The recent findings prompted an Adobe security advisory APSA10-01 warning of an exploited vulnerability that is almost identical to the warning almost a year ago when Adobe's Flash Player (to play Flash video content), Acrobat (to view and edit PDF files), and Reader (to view PDF files) were under attack through use of malicious PDF (Portable Document Format) files.
Computer users under attack utilizing an affected copy of Adobe Reader or Flash may encounter a system crash if opening a rigged PDF file that contains Flash which will access "authplay.dll". For now, until a patch is released, users can protect themselves by renaming or deleting the "authplay.dll" file.
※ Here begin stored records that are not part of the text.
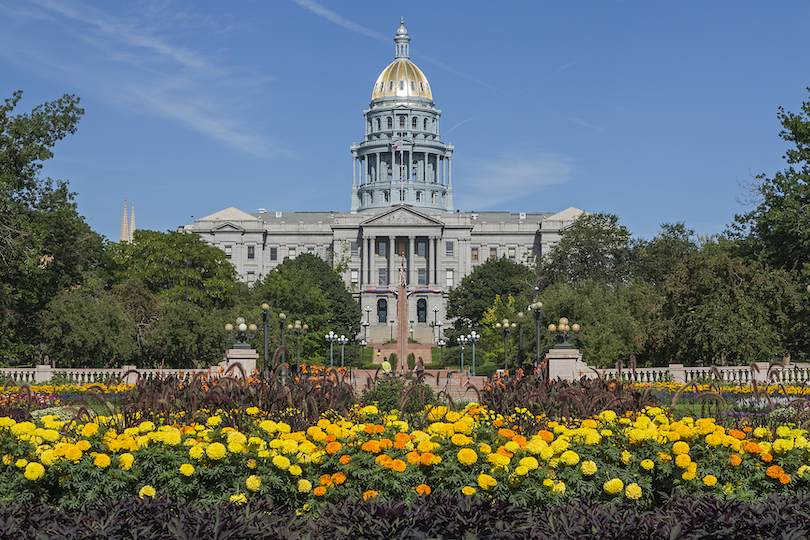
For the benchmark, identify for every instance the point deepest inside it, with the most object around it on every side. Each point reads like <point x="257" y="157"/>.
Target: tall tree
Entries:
<point x="778" y="225"/>
<point x="45" y="245"/>
<point x="477" y="291"/>
<point x="594" y="247"/>
<point x="164" y="261"/>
Once the file is deleted or renamed users will encounter an error if opening a PDF file that contains Flash.
The new Flash Player 10.1 Release Candidate is also another alternative for users as it does not appear to be vulnerable to this recent attack. However, Release Candidate software is not a finished product.
Do you use Adobe Flash, Reader or Acrobat on a daily basis without the fear of a hacker hijacking your system through an Adobe exploit? If you do have concerns about Abobe exploits, it may be time that you start utilizing a trusted anti-spyware solution in the event that a hacker may be able to compromise your computer through a vulnerability such as the recent Adobe bug exploit.